The company’s engineers also run the island’s power station (consisting of five diesel generators and five wind turbines) as well as a reverse osmosis desalination plant, supplying electricity and drinking water to the island’s population of more than 800 people.n the mid-1960s, the BBC built a relay station at English Bay on the northern tip of the island to transmit shortwave radio broadcasts to Africa and South America, plus a power station to provide the electricity.
For more than 50 years, the Atlantic Relay Station has transmitted critical radio broadcasts to millions of listeners in some of the remotest parts of Africa. The daily broadcasts include transmissions in English, French, Arabic, Hausa, Somali, Swahili and several other African languages, and more recently has added transmissions for other international broadcasters as well as the BBC.
The shortwave transmitters include two 250 kW Marconi BD272 transmitters originally installed in 1966 (and still in daily use) and four 250 kW RIZ K01 transmitters, which are also capable of transmitting in Digital Radio Mondiale mode.
Each transmitter can be switched to one of more than 20 antennas, which consist of HF curtain arrays beaming toward target areas in Africa and South America.
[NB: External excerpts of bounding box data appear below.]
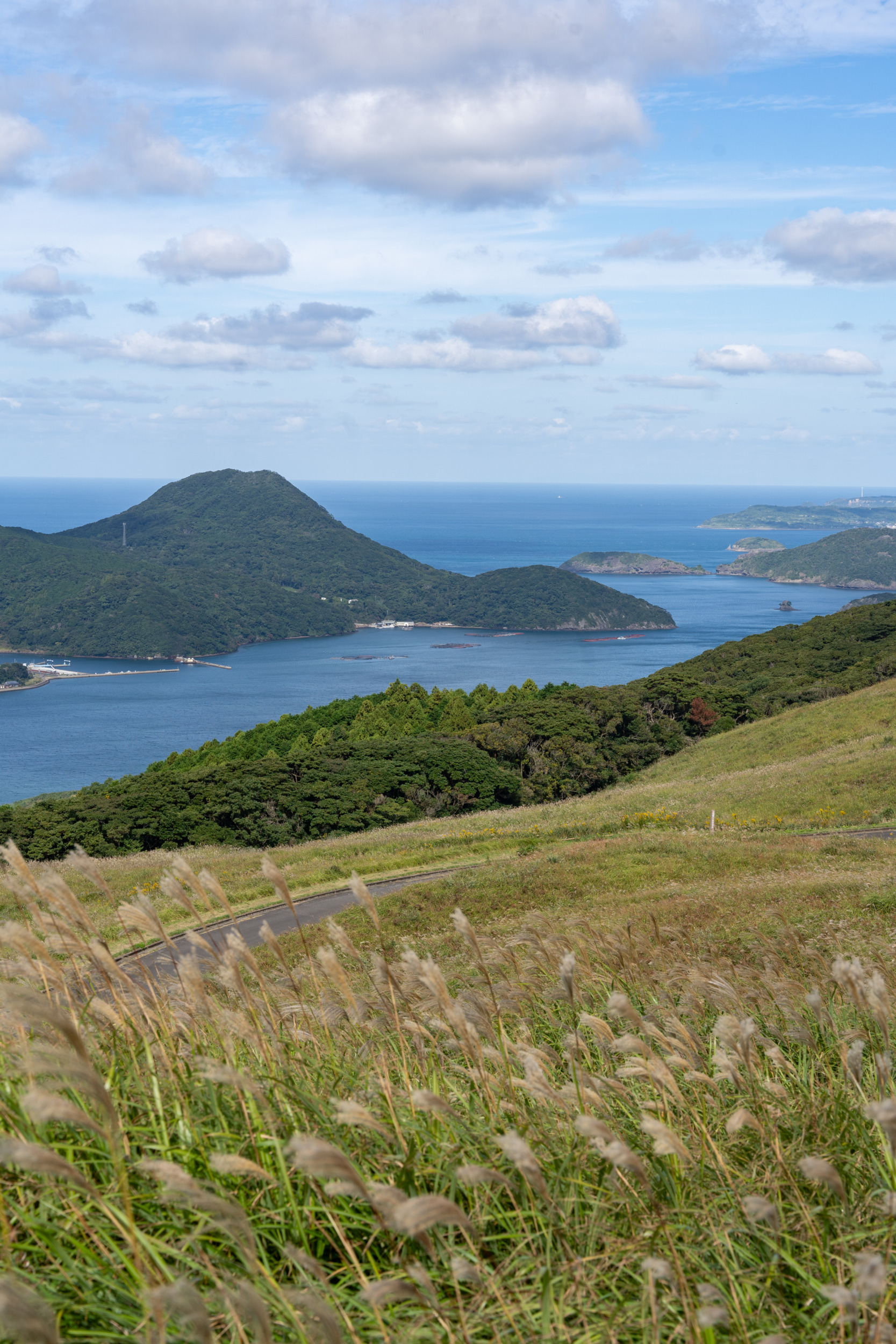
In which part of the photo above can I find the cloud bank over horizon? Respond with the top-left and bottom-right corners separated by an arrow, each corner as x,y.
0,0 -> 896,480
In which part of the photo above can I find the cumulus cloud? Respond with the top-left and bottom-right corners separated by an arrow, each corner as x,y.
27,331 -> 312,373
140,228 -> 290,285
600,228 -> 705,261
3,266 -> 90,296
623,374 -> 720,392
693,346 -> 772,374
345,296 -> 622,374
271,74 -> 648,207
451,296 -> 622,349
766,207 -> 896,282
0,297 -> 371,371
54,110 -> 213,196
693,346 -> 880,374
168,303 -> 372,349
47,0 -> 896,203
345,336 -> 544,374
35,247 -> 81,266
775,349 -> 880,374
532,261 -> 603,276
0,112 -> 44,185
418,289 -> 469,304
0,297 -> 90,346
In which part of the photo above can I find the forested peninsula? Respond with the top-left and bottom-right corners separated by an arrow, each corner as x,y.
697,495 -> 896,531
560,551 -> 708,574
7,601 -> 896,859
716,527 -> 896,590
0,470 -> 675,657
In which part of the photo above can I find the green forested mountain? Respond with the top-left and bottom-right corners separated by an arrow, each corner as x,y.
0,470 -> 675,657
560,551 -> 707,574
716,527 -> 896,590
699,495 -> 896,531
0,601 -> 896,859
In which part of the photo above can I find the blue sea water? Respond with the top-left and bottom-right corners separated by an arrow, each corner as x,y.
0,480 -> 885,803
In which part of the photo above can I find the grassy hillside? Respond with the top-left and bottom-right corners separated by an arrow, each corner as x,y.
0,817 -> 896,1344
7,669 -> 896,942
716,527 -> 896,590
699,497 -> 896,531
7,602 -> 896,859
0,470 -> 675,657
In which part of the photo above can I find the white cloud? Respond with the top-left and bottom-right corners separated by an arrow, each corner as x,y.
532,261 -> 603,276
35,247 -> 81,266
140,228 -> 290,285
167,303 -> 372,349
451,295 -> 622,347
0,112 -> 44,185
766,207 -> 896,282
693,346 -> 772,374
54,110 -> 213,196
693,346 -> 880,374
271,74 -> 646,206
345,296 -> 622,374
775,348 -> 880,374
623,374 -> 720,392
35,331 -> 312,370
418,289 -> 469,304
600,228 -> 707,261
345,336 -> 544,374
3,266 -> 90,295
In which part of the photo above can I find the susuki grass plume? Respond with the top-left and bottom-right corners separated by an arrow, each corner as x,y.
0,847 -> 896,1344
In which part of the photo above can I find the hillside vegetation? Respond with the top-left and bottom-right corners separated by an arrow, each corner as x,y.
0,470 -> 675,657
7,604 -> 896,859
0,817 -> 896,1344
716,527 -> 896,590
560,551 -> 707,574
699,496 -> 896,531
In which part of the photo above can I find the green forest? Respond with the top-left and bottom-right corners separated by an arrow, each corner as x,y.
716,527 -> 896,589
699,496 -> 896,531
7,601 -> 896,859
0,470 -> 675,657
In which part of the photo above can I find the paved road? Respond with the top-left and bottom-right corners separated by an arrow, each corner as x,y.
118,864 -> 476,975
119,827 -> 896,975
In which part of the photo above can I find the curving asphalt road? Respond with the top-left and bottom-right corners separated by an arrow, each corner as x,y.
117,864 -> 478,975
118,827 -> 896,975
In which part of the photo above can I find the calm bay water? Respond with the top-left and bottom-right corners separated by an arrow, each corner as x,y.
0,480 -> 883,803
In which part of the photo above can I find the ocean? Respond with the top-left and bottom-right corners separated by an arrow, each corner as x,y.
0,478 -> 881,803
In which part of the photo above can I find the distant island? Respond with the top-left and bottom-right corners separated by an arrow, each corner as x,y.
0,470 -> 675,659
716,527 -> 896,593
697,495 -> 896,532
560,551 -> 708,574
725,535 -> 786,555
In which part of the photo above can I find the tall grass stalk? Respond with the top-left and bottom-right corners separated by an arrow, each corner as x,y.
0,847 -> 896,1344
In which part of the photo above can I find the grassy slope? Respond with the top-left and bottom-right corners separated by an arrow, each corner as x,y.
12,682 -> 896,943
716,527 -> 896,589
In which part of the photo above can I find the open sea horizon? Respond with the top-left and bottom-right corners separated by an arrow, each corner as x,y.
0,477 -> 896,803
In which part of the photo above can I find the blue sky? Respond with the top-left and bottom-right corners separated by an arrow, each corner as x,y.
0,0 -> 896,488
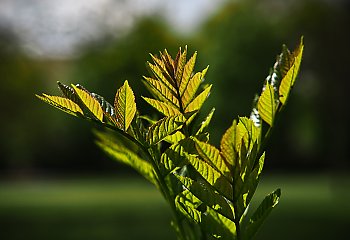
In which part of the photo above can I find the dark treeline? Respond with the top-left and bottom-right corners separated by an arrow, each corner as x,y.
0,1 -> 350,176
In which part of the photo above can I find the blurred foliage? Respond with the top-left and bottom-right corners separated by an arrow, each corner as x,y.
0,0 -> 350,172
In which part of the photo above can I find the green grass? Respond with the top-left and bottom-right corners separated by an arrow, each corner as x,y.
0,175 -> 350,240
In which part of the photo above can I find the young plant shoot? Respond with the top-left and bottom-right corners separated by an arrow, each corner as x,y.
37,39 -> 303,240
Programming from London is delivered via satellite, with resilience and backup feeds provided by Encompass. The power station is staffed around the clock with engineers taking remote control of the transmitter site outside of peak broadcast times.
Ascension typically transmits around 1,800 hours of program each month on shortwave for the BBC and other broadcasters. Most of these are beamed into Africa, but with the massive footprint of a shortwave transmission, some frequencies are also audible across much of Europe and the Middle East. Although the BBC closed its shortwave service for North and Latin America some years ago, the ability to transmit westward still exists.